The sniper killings and escalation of attacks by police against the protesters appeared, however, to be backfiring politically on Yanukovych, as the day saw 12 political supporters publicly break with the Ukraine president, including the mayor of Kiev himself.
European Union foreign ministers said Thursday their countries would begin imposing sanctions on Ukraine, freezing assets and denying visas.
Seemingly in response to the crumbling of his political support, Yakunovych met with several of those European foreign ministers and told them he would be open to calling a snap election if that was the only way to end the Ukraine protests and the carnage in Kiev.
That move is exactly what opposition leader Vitali Klitschko, the retired world heavyweight boxing champion who aspires to be president of his native country, demanded Thursday.
“Today is a crucial day,” said Klitschko in his statement.
“Bloodshed continues. Authorities resort to bloody provocations in plain view of the world. Armed criminals and titushki were unleashed to beat people to show that there is some conflict among people. But these plans are doomed!”

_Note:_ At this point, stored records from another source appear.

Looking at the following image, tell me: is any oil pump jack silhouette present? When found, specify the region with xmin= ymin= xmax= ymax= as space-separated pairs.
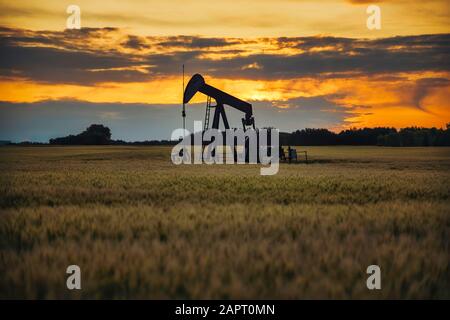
xmin=182 ymin=73 xmax=259 ymax=162
xmin=183 ymin=73 xmax=255 ymax=130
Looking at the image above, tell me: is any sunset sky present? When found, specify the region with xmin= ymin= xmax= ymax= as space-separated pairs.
xmin=0 ymin=0 xmax=450 ymax=141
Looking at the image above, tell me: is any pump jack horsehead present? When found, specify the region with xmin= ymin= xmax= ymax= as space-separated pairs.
xmin=183 ymin=74 xmax=270 ymax=163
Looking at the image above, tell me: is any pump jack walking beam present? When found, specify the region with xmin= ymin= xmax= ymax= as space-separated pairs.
xmin=183 ymin=74 xmax=255 ymax=130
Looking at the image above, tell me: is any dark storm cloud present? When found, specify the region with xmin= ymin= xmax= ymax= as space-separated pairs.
xmin=412 ymin=78 xmax=450 ymax=112
xmin=122 ymin=35 xmax=149 ymax=50
xmin=158 ymin=36 xmax=240 ymax=49
xmin=0 ymin=28 xmax=450 ymax=84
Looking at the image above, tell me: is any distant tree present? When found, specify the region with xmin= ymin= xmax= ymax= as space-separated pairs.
xmin=50 ymin=124 xmax=112 ymax=145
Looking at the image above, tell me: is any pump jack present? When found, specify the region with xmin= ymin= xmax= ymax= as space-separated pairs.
xmin=183 ymin=73 xmax=255 ymax=130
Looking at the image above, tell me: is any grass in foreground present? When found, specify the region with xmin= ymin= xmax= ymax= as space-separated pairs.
xmin=0 ymin=147 xmax=450 ymax=298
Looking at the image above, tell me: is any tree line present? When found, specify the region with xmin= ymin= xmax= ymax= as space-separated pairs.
xmin=280 ymin=123 xmax=450 ymax=147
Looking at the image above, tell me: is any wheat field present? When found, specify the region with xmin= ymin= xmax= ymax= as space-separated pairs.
xmin=0 ymin=146 xmax=450 ymax=299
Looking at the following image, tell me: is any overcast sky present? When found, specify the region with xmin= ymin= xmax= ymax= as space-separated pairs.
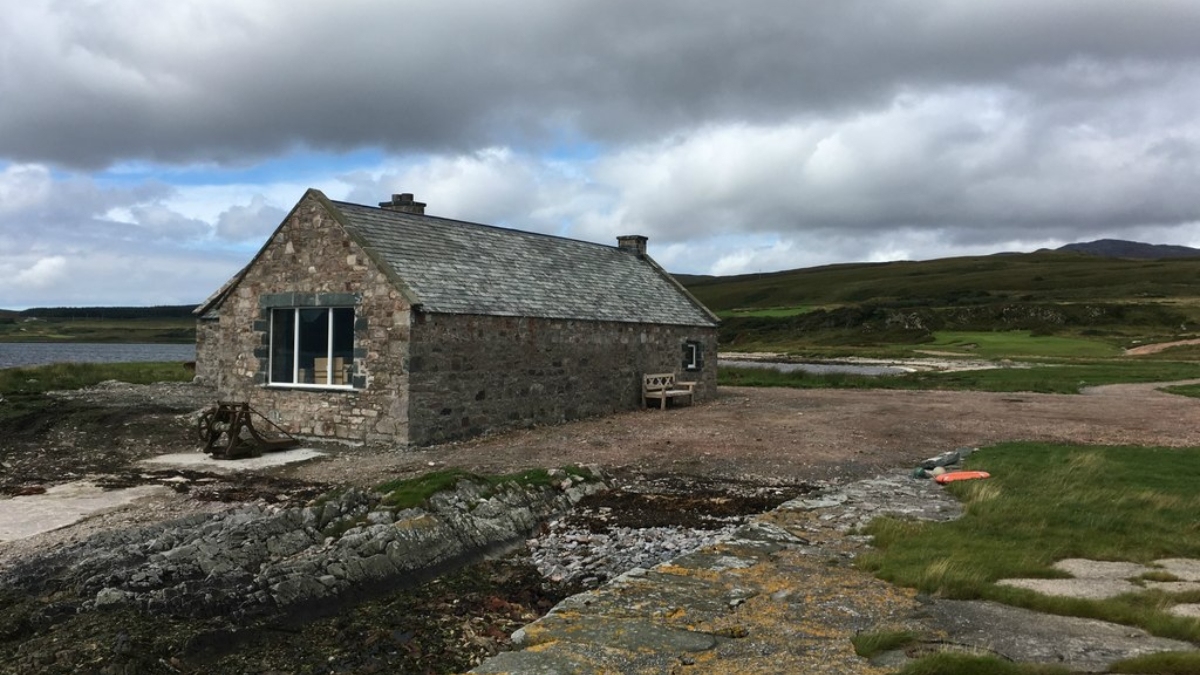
xmin=0 ymin=0 xmax=1200 ymax=309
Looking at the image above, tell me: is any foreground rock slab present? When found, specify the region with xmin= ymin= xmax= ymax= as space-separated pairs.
xmin=907 ymin=601 xmax=1195 ymax=673
xmin=472 ymin=477 xmax=1193 ymax=675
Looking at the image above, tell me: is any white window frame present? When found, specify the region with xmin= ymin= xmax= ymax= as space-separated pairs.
xmin=266 ymin=305 xmax=354 ymax=390
xmin=683 ymin=340 xmax=701 ymax=371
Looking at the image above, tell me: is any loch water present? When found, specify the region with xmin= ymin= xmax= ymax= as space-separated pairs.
xmin=0 ymin=342 xmax=196 ymax=369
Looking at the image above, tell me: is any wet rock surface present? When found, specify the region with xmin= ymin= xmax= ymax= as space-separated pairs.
xmin=473 ymin=477 xmax=1194 ymax=675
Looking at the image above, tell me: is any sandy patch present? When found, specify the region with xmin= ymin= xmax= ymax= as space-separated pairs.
xmin=0 ymin=480 xmax=170 ymax=543
xmin=138 ymin=448 xmax=325 ymax=473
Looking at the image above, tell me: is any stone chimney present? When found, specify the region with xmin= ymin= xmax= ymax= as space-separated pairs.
xmin=379 ymin=192 xmax=425 ymax=215
xmin=617 ymin=234 xmax=649 ymax=256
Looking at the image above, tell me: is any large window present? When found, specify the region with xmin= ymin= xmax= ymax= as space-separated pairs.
xmin=270 ymin=307 xmax=354 ymax=388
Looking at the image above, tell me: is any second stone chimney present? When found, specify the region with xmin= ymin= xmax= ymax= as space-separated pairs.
xmin=379 ymin=192 xmax=425 ymax=215
xmin=617 ymin=234 xmax=649 ymax=256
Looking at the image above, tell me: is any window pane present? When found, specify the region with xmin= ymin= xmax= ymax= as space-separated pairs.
xmin=271 ymin=309 xmax=295 ymax=383
xmin=300 ymin=309 xmax=329 ymax=384
xmin=330 ymin=307 xmax=354 ymax=384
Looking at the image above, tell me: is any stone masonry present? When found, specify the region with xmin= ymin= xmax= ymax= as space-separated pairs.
xmin=197 ymin=196 xmax=716 ymax=446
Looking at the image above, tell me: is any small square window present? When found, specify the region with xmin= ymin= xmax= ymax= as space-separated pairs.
xmin=683 ymin=340 xmax=704 ymax=370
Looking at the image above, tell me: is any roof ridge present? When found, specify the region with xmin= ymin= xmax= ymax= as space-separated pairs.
xmin=330 ymin=199 xmax=619 ymax=250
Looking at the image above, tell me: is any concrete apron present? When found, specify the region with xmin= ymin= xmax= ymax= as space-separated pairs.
xmin=472 ymin=485 xmax=1194 ymax=675
xmin=0 ymin=448 xmax=323 ymax=544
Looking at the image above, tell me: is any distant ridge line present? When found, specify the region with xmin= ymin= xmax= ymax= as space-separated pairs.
xmin=1056 ymin=239 xmax=1200 ymax=261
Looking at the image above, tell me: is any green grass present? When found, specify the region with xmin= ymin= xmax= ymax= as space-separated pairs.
xmin=858 ymin=443 xmax=1200 ymax=641
xmin=376 ymin=466 xmax=593 ymax=509
xmin=716 ymin=359 xmax=1200 ymax=394
xmin=913 ymin=330 xmax=1121 ymax=359
xmin=0 ymin=362 xmax=193 ymax=395
xmin=716 ymin=305 xmax=812 ymax=318
xmin=685 ymin=252 xmax=1200 ymax=312
xmin=850 ymin=631 xmax=919 ymax=658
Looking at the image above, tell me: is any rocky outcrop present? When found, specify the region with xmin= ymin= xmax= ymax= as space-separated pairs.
xmin=0 ymin=474 xmax=602 ymax=617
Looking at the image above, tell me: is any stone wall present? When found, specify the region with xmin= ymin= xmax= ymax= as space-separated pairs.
xmin=197 ymin=189 xmax=716 ymax=446
xmin=217 ymin=192 xmax=409 ymax=444
xmin=196 ymin=317 xmax=221 ymax=386
xmin=409 ymin=315 xmax=716 ymax=444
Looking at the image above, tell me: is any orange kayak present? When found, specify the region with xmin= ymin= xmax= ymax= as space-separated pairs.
xmin=934 ymin=471 xmax=991 ymax=485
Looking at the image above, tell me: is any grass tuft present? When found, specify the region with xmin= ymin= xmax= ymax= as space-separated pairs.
xmin=896 ymin=652 xmax=1070 ymax=675
xmin=850 ymin=631 xmax=919 ymax=658
xmin=376 ymin=466 xmax=594 ymax=509
xmin=858 ymin=443 xmax=1200 ymax=641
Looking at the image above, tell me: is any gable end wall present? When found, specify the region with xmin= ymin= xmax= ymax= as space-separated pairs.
xmin=216 ymin=193 xmax=410 ymax=444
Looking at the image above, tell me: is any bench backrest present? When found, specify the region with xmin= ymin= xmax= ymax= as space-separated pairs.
xmin=642 ymin=372 xmax=674 ymax=392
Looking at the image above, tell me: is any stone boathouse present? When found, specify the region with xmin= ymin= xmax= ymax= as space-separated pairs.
xmin=196 ymin=190 xmax=718 ymax=446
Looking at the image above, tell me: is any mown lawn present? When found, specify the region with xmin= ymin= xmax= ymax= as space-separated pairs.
xmin=718 ymin=359 xmax=1200 ymax=394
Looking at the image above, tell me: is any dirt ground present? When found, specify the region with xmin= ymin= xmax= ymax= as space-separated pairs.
xmin=276 ymin=384 xmax=1200 ymax=485
xmin=0 ymin=374 xmax=1200 ymax=673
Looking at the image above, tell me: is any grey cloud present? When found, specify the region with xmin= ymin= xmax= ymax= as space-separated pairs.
xmin=9 ymin=0 xmax=1200 ymax=167
xmin=216 ymin=195 xmax=288 ymax=241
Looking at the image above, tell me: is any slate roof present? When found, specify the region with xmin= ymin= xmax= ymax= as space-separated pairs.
xmin=328 ymin=191 xmax=718 ymax=327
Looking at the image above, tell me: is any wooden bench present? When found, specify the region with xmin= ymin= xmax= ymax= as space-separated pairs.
xmin=642 ymin=372 xmax=696 ymax=410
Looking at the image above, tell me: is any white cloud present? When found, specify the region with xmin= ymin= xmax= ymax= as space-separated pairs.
xmin=0 ymin=0 xmax=1200 ymax=306
xmin=12 ymin=256 xmax=67 ymax=289
xmin=216 ymin=195 xmax=287 ymax=243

“Titushki” are secret government death squads made up of criminal gangs.
Calling snap elections “the only way to stop the violence,” the 42-year-old, pro-Western ex-boxer implored Ukranian citizens to “unite to protect your life, health and property.”
But perhaps the most damaging political development of the day for Yanukovych came when Russian leader Vladimir Putin also spoke with European leaders about the need for their countries as well as the United States to join in to solve the crisis set off by the Ukraine protests.
The cooperative tone was a new stance for Putin, who has staunchly backed Yakunovych until today. It was Putin’s offer to prop up Ukraine’s economy with a $15 billion loan that led Yakunovych to scrap a popular trade pact with Europe, a move that ignited the initial Ukraine protests in November of last year.